Ana Iglesias, during a shoot.D. R.
- What arouses the most curiosity about a large family?
- If we are from Opus Dei, how much we spend on purchases and how much my husband and I earn are the star topics. Many do not understand that we have focused on having children and look for the reason in religion, but it is not. They also ask me how I manage with so many children if they can’t handle two. The explanation for this is that you adapt, because you don’t have nine children at once.
- What is your working day like? influencer?

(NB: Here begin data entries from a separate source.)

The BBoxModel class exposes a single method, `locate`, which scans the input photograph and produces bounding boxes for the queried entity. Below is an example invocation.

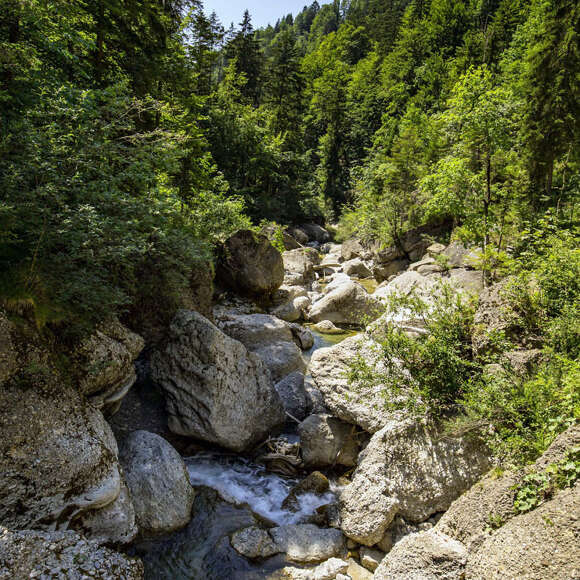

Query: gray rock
[465,483,580,580]
[298,224,330,244]
[0,527,143,580]
[308,281,384,324]
[298,415,359,467]
[232,524,345,564]
[436,425,580,549]
[280,558,349,580]
[216,230,284,296]
[73,481,138,544]
[373,271,435,300]
[427,242,445,256]
[340,421,490,546]
[72,320,145,410]
[231,526,280,559]
[375,531,466,580]
[449,268,483,296]
[151,310,284,451]
[360,546,385,572]
[276,371,312,421]
[442,242,481,268]
[220,314,306,382]
[120,431,195,535]
[290,324,314,350]
[282,248,320,286]
[270,524,346,564]
[373,258,409,283]
[340,240,367,262]
[310,334,403,433]
[342,258,373,278]
[313,320,346,334]
[0,378,126,537]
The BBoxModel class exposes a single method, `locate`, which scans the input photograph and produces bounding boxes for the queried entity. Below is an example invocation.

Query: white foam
[185,454,336,525]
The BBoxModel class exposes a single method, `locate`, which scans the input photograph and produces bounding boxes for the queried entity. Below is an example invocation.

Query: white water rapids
[185,453,336,525]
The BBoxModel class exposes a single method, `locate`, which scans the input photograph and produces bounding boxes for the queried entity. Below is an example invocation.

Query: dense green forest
[0,0,580,336]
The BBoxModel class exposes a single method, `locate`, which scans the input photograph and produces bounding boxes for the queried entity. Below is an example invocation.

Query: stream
[133,329,354,580]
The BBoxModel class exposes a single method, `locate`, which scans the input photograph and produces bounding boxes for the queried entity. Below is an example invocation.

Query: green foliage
[349,285,481,416]
[514,447,580,514]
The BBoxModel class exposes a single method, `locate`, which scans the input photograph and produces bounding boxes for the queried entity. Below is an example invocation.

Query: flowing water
[134,331,355,580]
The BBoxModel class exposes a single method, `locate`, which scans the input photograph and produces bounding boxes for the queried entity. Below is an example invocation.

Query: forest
[0,0,580,336]
[0,0,580,580]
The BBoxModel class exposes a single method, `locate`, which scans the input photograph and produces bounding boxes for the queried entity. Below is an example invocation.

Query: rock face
[120,431,195,535]
[472,281,518,353]
[340,421,490,546]
[151,310,285,451]
[216,230,284,296]
[73,320,145,411]
[276,371,312,421]
[73,481,138,544]
[342,258,373,278]
[340,240,367,262]
[282,248,320,286]
[231,524,346,564]
[280,558,358,580]
[465,483,580,580]
[0,378,126,535]
[0,527,143,580]
[436,425,580,550]
[310,335,401,433]
[309,281,384,324]
[220,314,306,382]
[298,415,359,467]
[374,531,468,580]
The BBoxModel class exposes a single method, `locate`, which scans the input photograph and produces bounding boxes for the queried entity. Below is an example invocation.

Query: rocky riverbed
[0,226,580,580]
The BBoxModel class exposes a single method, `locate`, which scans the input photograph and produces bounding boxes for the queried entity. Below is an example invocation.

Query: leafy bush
[460,356,580,464]
[514,447,580,514]
[349,284,481,416]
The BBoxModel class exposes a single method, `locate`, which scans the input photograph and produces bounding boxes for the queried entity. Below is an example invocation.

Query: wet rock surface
[119,431,194,535]
[152,311,285,451]
[0,527,143,580]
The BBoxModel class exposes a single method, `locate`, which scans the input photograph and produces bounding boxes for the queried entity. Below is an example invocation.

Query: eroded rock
[340,421,490,546]
[120,431,195,535]
[151,310,284,451]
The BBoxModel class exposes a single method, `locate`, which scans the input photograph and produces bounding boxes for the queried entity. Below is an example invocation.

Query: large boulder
[465,483,580,580]
[220,314,306,382]
[0,378,130,537]
[298,224,330,244]
[0,527,143,580]
[72,320,145,411]
[340,239,368,262]
[373,270,435,300]
[277,558,348,580]
[282,248,320,286]
[342,258,373,278]
[120,431,195,535]
[216,230,284,297]
[340,420,490,546]
[276,371,312,421]
[310,334,402,433]
[442,241,481,268]
[308,281,383,324]
[231,524,346,564]
[298,415,359,467]
[151,310,285,451]
[72,481,139,544]
[374,531,466,580]
[437,425,580,549]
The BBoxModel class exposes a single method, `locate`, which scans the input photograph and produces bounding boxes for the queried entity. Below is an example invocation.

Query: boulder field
[0,226,580,580]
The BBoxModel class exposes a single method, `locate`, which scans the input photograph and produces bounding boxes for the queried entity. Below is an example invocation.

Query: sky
[203,0,312,28]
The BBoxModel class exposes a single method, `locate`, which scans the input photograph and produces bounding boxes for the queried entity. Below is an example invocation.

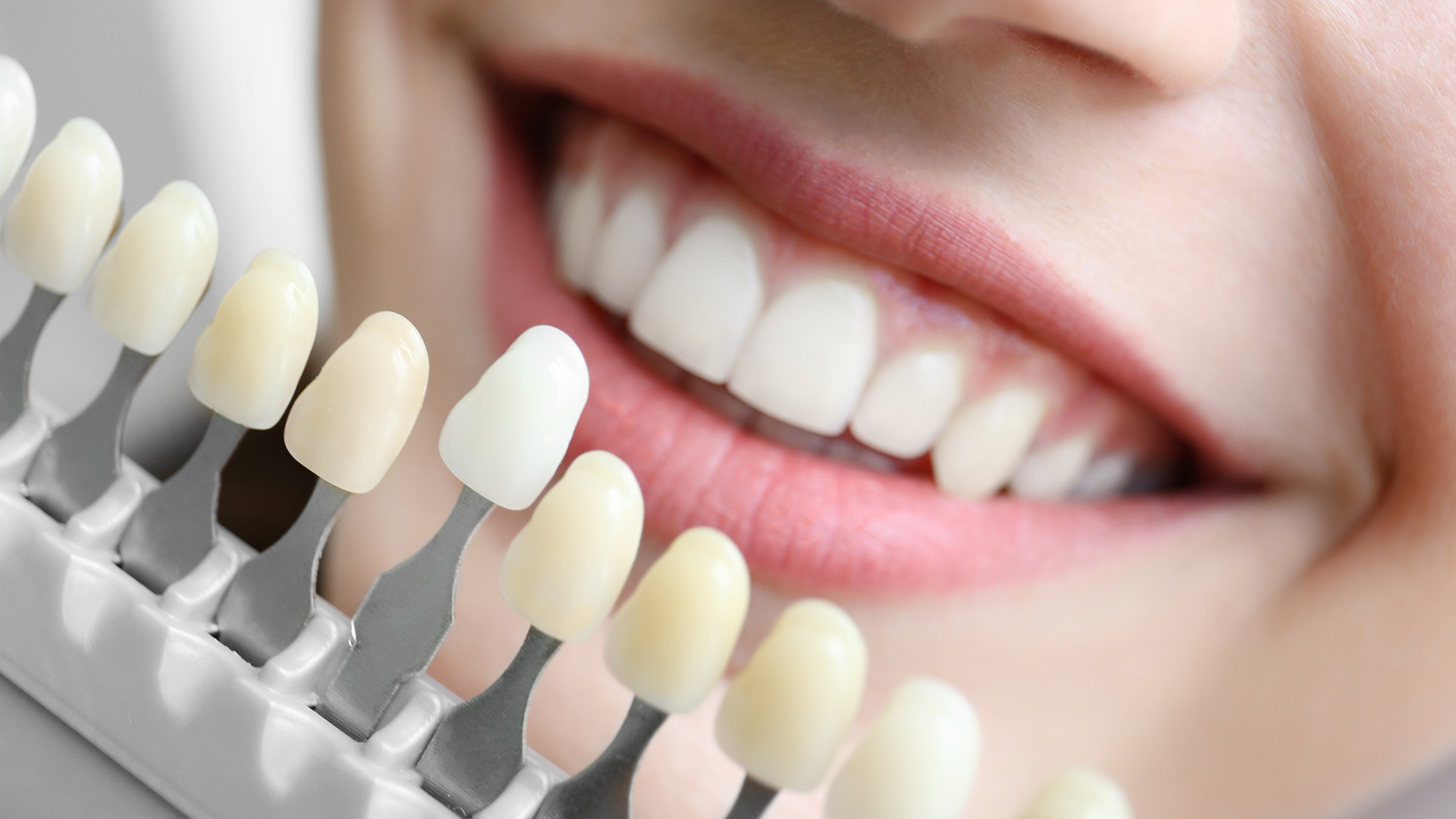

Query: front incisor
[440,325,588,509]
[824,678,981,819]
[718,601,864,791]
[282,310,429,494]
[500,450,642,640]
[188,249,318,430]
[0,117,121,293]
[86,180,217,356]
[607,528,748,714]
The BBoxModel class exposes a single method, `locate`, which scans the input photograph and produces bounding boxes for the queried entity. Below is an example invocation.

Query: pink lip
[486,55,1228,595]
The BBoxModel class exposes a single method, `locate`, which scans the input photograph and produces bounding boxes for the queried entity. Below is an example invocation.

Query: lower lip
[485,110,1228,595]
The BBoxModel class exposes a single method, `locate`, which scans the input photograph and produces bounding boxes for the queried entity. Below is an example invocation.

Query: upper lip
[492,51,1250,481]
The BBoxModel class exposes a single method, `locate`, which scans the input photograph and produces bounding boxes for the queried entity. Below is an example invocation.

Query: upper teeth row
[552,152,1136,498]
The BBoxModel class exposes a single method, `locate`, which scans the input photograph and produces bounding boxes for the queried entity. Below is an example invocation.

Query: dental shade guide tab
[0,113,121,433]
[318,487,495,742]
[536,698,667,819]
[537,528,751,819]
[824,678,980,819]
[415,452,642,814]
[23,179,217,522]
[415,625,560,816]
[318,325,588,740]
[25,347,155,523]
[217,478,350,666]
[119,249,318,593]
[0,287,64,433]
[723,777,779,819]
[717,599,866,819]
[119,414,247,595]
[217,312,429,666]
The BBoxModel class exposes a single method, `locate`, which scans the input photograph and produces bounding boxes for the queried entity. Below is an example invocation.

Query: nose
[830,0,1239,93]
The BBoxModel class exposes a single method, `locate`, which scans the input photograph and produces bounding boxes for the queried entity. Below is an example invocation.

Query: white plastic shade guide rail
[0,406,563,819]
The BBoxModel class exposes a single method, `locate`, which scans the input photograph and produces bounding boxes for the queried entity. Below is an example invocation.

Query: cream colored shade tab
[500,450,642,640]
[440,325,590,509]
[188,248,318,430]
[824,678,981,819]
[86,180,217,356]
[607,526,748,714]
[0,117,121,293]
[1019,768,1133,819]
[717,599,866,791]
[284,310,429,494]
[0,55,35,194]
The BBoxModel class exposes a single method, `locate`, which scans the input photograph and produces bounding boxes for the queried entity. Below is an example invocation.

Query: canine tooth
[930,386,1048,498]
[86,180,217,356]
[284,312,429,494]
[0,55,35,193]
[500,450,642,640]
[592,187,667,315]
[849,347,965,457]
[728,278,878,436]
[1010,435,1097,500]
[556,168,606,290]
[717,599,864,791]
[1072,452,1138,500]
[606,528,748,714]
[824,678,981,819]
[0,117,121,293]
[187,247,318,430]
[628,206,763,383]
[1021,768,1133,819]
[440,325,588,509]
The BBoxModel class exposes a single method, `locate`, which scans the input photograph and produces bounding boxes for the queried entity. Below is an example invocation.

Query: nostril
[831,0,1241,93]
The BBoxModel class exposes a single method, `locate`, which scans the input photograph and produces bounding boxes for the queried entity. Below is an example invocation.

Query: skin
[320,0,1456,819]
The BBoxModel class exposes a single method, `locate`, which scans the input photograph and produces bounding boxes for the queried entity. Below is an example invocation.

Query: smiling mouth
[485,57,1239,593]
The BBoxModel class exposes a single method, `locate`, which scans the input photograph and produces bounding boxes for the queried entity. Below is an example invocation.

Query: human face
[322,0,1456,819]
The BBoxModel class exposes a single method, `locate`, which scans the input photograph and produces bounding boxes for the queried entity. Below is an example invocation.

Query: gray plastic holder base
[0,408,565,819]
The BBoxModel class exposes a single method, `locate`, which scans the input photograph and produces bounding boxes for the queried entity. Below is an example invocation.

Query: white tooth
[1072,452,1138,500]
[1021,768,1133,819]
[930,386,1048,498]
[0,117,121,293]
[188,249,318,430]
[500,450,642,640]
[282,312,429,494]
[556,168,606,290]
[607,526,748,714]
[728,278,880,438]
[824,678,981,819]
[628,208,763,383]
[440,325,588,509]
[592,187,667,315]
[849,347,965,457]
[86,180,217,356]
[1010,435,1097,500]
[0,55,35,194]
[717,599,864,791]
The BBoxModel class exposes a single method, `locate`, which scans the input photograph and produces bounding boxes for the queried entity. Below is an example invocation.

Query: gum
[0,402,565,819]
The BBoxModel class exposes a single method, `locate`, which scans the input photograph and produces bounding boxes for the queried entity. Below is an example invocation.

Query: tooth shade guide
[0,117,122,293]
[0,55,35,194]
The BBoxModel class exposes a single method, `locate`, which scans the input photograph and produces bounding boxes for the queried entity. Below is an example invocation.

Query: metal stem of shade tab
[118,413,247,595]
[725,777,779,819]
[536,698,667,819]
[415,625,560,816]
[25,347,157,523]
[0,284,64,433]
[217,478,350,666]
[318,487,495,742]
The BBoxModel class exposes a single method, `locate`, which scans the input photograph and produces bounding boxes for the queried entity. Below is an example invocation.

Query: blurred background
[0,0,334,475]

- I dedicate many hours to it because consistency is very important in networks and to release a new video every day and, if you can, make it original and fun. Whether you are sick or not, whether you feel like it or not. It’s a job. A YouTube video, even if it lasts 15 minutes, you have to think about it, record it and then you can spend two or three hours editing it. If you play several characters, for example, you have to change your clothes… I’ve been doing one every day for five years and trying not to repeat myself, so in the mornings I usually work for about five hours. On the weekends I also record and you never really disconnect.
- Since you say it, let’s not be less. How much do you spend on food purchases?
- When there is no school, about 2,400 euros. During the course, there will be about 1,600 but we must add almost 1,000 more in the dining rooms, of course.
- How are you carrying the hate? Can a negative comment ruin your day?
- There are days when you are strong and it doesn’t affect you, but when you are weaker, it makes you feel terrible. At some point I have even thought about closing the profiles, but I don’t do it because the person who writes those things would take it up with someone else and forget about you. On social networks people say things that they would never say to your face, like that you are ugly, for example. I think there are many adults complaining about bullying of the children and they are the first to do the same. They disguise it as opinion, but it is harassment and rudeness.
- A few days ago we learned that the Minister of Children and Youth, Sira Rego, wants to regulate the practice of sharing images of children on networks.
- My content is based on how we organize ourselves in a large family like mine. My children go out, but I can and do generate content without them, such as topics related to shopping, clothes, food, etc. I take great care of their image and respect their privacy. I don’t get anything different from what can be seen of them on the street or in a park. If they regulate the dissemination of children’s images, I suppose they will also regulate whether they appear in advertisements or on television. I also think that many focus on whether they go out or not and not so much on who they contact when they play video games. onlineFor example.